Eles nascem com redes de coordenação muscular dotada de fios rígidos localizados em sua medula espinhal dos quais dependem para se manter em pé e se mover através de reflexos neurais.

Embora um pouco mais básicos, os reflexos do controle motor ajudam o filhote a evitar cair e se machucar durante suas primeiras tentativas de caminhada. Em seguida, é praticado um controle muscular mais avançado e preciso, até que eventualmente o sistema nervoso esteja bem adaptado aos músculos e tendões das pernas do animal para ele conseguir acompanhar os adultos.

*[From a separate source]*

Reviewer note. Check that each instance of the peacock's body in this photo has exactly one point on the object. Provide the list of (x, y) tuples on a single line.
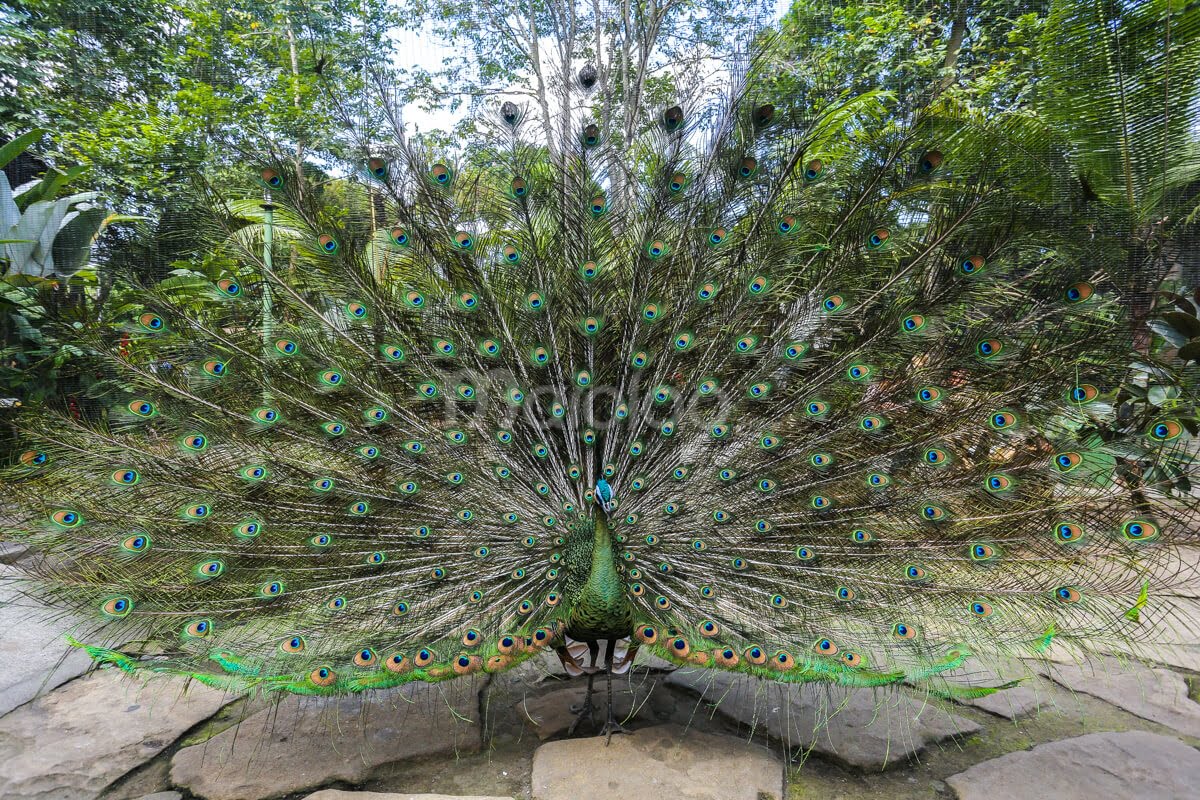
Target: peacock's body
[(811, 394)]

Pesquisadores do Instituto Max Planck de Sistemas Inteligentes (MPI-IS) em Stuttgart, na Alemanha, conduziram um estudo (publicado na revista Nature Machine Intelligence) para descobrir como os animais aprendem a andar e superar os tropeços. Para isso, eles construíram um robô de quatro patas, do tamanho de um cão de médio porte, que os ajudou a descobrir os detalhes.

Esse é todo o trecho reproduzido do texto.